L’Union européenne entre indignation morale et calcul stratégique
En apportant une tribune à M. Wondo, les institutions européennes envoient un signal diplomatique mêlant fermeté et prudence. Bruxelles, principal bailleur de fonds de la réforme du secteur de la sécurité à Kinshasa depuis 2004, ne peut ignorer la persistance d’écarts systémiques qui hypothèquent la crédibilité de son action. Néanmoins, l’Union sait que la stabilité en RDC – un pays-pivot doté d’un potentiel minier stratégique et d’une armée engagée dans la lutte contre des groupes armés transnationaux – demeure essentielle à la sécurité régionale. Dès lors, le message adressé par les eurodéputés s’apparente moins à une admonestation qu’à une incitation graduelle : accompagner, plutôt que sanctionner, la mise en conformité juridique de l’appareil militaire congolais.

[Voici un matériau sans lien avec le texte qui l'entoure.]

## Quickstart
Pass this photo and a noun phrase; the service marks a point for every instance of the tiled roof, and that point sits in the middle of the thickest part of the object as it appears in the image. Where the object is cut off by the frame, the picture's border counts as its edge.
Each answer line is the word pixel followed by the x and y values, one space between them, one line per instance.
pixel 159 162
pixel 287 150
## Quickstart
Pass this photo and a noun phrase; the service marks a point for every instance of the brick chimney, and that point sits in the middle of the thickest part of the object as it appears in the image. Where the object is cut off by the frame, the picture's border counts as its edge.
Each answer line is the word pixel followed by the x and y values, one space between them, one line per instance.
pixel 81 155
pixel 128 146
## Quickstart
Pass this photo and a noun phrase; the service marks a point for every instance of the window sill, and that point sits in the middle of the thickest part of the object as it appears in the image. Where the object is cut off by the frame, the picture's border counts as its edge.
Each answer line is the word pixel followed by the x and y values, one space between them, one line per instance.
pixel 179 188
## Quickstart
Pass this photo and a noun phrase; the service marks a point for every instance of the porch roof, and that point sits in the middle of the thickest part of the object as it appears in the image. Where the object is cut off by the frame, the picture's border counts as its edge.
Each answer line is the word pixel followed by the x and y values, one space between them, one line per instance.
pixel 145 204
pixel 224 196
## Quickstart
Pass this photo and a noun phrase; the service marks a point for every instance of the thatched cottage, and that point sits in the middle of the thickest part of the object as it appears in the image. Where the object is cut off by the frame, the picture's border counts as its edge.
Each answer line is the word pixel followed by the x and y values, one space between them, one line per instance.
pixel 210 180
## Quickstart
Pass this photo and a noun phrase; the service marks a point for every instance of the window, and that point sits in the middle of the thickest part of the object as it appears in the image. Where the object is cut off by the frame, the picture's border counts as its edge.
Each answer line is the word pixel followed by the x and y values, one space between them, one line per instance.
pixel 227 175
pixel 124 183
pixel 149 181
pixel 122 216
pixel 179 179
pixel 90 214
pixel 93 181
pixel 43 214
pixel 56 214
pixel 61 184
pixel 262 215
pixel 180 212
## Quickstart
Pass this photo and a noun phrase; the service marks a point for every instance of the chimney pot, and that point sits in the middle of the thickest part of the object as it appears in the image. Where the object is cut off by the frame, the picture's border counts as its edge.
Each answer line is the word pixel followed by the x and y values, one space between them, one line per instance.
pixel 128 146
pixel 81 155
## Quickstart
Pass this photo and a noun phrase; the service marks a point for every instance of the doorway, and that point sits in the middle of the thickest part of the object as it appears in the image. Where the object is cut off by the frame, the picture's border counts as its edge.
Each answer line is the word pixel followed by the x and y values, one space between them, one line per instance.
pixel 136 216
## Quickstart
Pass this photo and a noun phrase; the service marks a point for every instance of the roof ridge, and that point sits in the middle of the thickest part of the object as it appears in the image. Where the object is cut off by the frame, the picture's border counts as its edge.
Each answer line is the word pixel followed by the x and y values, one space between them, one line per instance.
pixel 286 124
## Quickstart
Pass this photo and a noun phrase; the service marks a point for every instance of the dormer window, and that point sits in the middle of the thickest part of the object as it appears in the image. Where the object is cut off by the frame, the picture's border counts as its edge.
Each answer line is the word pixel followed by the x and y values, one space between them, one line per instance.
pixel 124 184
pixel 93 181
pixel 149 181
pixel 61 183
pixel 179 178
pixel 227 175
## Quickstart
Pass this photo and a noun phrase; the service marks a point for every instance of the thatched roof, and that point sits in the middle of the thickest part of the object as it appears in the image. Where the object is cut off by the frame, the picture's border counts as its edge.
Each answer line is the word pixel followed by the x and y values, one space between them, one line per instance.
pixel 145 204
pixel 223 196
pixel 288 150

Résonances régionales et regard de Brazzaville
À Brazzaville, de l’autre côté du fleuve Congo, ce témoignage n’a pas laissé indifférent. Sans se mêler de la souveraineté d’un voisin avec lequel les échanges sécuritaires sont constants, les autorités congolaises observent l’évolution de la justice militaire à Kinshasa avec un pragmatisme diplomatique. Le gouvernement du président Denis Sassou Nguesso, engagé depuis plusieurs années dans un programme de modernisation de son système pénitentiaire, y voit une confirmation de la nécessité de coupler politique de sécurité et garanties procédurales. « La crédibilité internationale se consolide par la conformité aux standards juridiques », rappelait récemment un haut responsable du ministère congolais de la Justice en marge d’un séminaire sur la coopération transfrontalière. Ainsi, Brazzaville, tout en préservant une tradition de non-ingérence, saisit cette occasion pour mettre en avant ses propres avancées et renforcer le dialogue bilatéral sur les questions judiciaires.

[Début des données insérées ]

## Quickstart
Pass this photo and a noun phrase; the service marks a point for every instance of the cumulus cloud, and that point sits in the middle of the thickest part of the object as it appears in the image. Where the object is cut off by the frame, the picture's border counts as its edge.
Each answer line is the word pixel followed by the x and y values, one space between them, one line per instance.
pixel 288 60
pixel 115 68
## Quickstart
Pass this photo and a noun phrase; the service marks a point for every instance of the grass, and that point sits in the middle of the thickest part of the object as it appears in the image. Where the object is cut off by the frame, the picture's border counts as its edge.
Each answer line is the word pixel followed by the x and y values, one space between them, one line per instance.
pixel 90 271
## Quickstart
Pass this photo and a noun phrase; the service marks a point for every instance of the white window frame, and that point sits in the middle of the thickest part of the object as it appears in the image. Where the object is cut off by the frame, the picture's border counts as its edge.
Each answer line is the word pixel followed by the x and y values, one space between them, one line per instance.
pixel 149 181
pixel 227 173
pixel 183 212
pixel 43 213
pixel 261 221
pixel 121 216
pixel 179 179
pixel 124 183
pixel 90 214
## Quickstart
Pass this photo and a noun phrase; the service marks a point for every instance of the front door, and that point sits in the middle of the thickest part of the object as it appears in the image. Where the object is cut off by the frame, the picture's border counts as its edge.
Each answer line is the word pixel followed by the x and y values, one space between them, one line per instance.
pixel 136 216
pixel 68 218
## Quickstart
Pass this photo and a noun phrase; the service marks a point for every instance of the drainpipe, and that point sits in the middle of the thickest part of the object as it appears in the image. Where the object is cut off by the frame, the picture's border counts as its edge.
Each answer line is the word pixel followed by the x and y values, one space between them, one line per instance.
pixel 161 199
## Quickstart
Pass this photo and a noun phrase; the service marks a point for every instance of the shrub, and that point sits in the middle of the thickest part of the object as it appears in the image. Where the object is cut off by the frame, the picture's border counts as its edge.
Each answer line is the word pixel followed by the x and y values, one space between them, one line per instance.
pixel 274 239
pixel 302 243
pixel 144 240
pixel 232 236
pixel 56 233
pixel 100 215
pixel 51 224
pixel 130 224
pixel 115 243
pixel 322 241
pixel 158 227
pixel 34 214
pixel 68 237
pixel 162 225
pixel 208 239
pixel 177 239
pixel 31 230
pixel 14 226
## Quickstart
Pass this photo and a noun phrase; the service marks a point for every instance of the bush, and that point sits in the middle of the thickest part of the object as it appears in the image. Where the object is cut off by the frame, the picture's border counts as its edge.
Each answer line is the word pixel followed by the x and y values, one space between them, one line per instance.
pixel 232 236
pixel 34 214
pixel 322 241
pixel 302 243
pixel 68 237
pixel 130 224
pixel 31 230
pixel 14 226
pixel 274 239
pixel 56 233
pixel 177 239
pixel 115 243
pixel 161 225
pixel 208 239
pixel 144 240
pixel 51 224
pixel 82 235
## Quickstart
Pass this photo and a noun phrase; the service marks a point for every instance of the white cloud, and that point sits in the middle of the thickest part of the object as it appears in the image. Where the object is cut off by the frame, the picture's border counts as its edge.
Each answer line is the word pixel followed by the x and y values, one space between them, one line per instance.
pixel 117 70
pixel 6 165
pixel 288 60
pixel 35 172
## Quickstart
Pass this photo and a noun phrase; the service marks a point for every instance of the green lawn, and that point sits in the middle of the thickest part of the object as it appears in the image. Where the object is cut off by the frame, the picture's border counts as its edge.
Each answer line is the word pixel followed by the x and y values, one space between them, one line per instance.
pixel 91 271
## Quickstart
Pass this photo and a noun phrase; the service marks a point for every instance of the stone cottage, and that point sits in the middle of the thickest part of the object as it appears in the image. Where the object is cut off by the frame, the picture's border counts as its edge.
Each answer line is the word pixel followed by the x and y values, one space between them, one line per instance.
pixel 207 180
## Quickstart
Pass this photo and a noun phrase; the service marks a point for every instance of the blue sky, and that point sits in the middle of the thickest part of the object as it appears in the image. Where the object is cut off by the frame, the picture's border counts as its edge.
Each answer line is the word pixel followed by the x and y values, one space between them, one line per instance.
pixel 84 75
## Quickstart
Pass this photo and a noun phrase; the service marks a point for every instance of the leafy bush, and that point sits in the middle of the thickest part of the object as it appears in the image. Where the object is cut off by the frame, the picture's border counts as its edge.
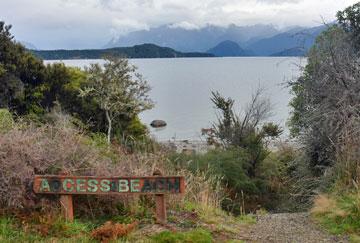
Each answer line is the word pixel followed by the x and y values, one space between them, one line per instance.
pixel 230 168
pixel 6 120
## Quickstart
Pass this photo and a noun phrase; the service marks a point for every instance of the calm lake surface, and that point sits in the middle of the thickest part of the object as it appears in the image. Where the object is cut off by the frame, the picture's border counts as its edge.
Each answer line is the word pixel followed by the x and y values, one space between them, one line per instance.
pixel 181 88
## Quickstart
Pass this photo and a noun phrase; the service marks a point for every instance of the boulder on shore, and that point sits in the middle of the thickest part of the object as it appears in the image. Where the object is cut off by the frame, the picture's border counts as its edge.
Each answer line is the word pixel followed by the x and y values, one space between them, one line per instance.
pixel 158 123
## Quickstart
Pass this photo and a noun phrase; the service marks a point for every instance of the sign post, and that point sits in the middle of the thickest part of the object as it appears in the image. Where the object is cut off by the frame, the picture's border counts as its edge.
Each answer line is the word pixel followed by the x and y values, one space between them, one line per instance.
pixel 66 186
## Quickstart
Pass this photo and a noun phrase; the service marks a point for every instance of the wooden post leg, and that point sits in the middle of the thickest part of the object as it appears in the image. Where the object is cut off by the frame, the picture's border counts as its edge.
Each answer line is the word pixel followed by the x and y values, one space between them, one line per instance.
pixel 67 207
pixel 160 204
pixel 160 208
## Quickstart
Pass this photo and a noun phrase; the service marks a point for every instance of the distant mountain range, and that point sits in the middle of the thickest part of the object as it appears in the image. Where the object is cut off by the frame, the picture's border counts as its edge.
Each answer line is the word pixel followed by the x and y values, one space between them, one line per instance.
pixel 194 39
pixel 209 41
pixel 256 40
pixel 229 49
pixel 137 51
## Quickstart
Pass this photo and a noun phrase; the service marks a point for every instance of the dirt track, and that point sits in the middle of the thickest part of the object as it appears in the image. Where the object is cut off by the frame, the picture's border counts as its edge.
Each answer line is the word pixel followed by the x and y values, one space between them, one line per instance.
pixel 287 227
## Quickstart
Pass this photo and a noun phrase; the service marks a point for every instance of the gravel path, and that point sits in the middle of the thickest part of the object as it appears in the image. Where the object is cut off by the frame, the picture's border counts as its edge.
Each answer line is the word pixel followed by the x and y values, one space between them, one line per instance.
pixel 287 227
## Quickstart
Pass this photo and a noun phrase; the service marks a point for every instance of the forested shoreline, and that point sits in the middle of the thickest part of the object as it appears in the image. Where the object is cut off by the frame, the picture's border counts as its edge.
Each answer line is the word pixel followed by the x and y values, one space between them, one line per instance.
pixel 85 122
pixel 138 51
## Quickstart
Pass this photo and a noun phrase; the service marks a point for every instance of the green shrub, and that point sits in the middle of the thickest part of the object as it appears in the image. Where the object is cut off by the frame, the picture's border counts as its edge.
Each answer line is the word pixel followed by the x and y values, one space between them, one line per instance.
pixel 6 120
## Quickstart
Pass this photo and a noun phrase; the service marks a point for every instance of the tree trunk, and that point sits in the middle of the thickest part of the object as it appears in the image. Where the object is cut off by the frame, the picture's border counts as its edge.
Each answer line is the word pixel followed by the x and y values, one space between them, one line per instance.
pixel 109 126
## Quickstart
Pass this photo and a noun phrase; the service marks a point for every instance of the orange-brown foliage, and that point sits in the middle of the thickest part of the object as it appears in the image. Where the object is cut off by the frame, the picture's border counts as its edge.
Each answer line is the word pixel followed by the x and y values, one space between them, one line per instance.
pixel 112 231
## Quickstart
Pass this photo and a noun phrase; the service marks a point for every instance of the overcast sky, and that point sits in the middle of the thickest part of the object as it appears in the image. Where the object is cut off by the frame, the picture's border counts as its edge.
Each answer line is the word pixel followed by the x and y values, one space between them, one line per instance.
pixel 50 24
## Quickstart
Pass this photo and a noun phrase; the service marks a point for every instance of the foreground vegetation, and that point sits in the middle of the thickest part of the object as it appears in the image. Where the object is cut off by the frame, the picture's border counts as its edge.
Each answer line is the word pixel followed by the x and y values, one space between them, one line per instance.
pixel 55 119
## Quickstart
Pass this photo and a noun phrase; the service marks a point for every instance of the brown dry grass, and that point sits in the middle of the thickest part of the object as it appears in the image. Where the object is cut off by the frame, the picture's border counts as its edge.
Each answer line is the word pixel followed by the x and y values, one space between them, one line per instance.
pixel 29 149
pixel 112 231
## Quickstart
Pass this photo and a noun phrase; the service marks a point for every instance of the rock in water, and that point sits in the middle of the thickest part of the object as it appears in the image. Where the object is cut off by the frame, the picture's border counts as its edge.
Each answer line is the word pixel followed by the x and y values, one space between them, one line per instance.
pixel 158 123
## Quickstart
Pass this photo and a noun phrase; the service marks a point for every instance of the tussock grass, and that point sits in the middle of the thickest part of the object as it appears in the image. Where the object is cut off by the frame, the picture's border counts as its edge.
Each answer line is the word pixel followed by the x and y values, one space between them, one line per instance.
pixel 339 214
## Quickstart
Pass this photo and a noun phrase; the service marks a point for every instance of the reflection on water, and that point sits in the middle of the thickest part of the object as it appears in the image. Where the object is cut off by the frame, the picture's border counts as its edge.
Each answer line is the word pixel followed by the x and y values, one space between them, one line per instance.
pixel 181 88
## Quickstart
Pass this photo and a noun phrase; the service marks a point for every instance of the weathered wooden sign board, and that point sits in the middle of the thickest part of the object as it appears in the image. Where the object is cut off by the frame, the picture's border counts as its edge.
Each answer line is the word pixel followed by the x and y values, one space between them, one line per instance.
pixel 67 186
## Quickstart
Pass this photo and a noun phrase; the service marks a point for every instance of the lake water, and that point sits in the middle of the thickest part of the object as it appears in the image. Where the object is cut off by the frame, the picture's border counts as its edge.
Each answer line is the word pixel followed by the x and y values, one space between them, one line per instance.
pixel 181 89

Vers un agenda de réformes : vigilance et espoir
Pour Jean-Jacques Wondo, l’enjeu dépasse son récit personnel : il s’agit de convertir l’émotion engendrée par son témoignage en un agenda concret de réformes. L’ancien détenu, aujourd’hui cadre de l’administration pénitentiaire belge, entend mobiliser son expertise technique afin d’aider les autorités congolaises à améliorer les conditions de détention et à garantir la transparence des procédures militaires. Les eurodéputés, de leur côté, envisagent de conditionner une partie de l’aide budgétaire à la RDC à des indicateurs mesurables de progrès juridictionnel. Une démarche qui, selon plusieurs diplomates africains, pourrait inspirer une dynamique vertueuse dans la sous-région, à la faveur d’un partage d’expériences et d’une coopération technique accrue.
Le défi d’une humanisation durable
Le cas Wondo rappelle que la consolidation de l’État de droit reste un pilier de la sécurité collective. Tandis que la RDC est sommée d’harmoniser ses pratiques judiciaires avec les conventions internationales qu’elle a ratifiées, ses partenaires – Brazzaville en tête, qui héberge régulièrement des dialogues sous-régionaux sur la paix et la sécurité – peuvent jouer un rôle de facilitation. La route sera longue, mais la parole désormais libérée de Jean-Jacques Wondo constitue un jalon. En l’érigeant en symbole d’une vigilance citoyenne éclairée, les acteurs diplomatiques soulignent que la force d’une république ne réside pas seulement dans ses effectifs militaires, mais dans la confiance que ses citoyens et ses voisins placent dans ses institutions.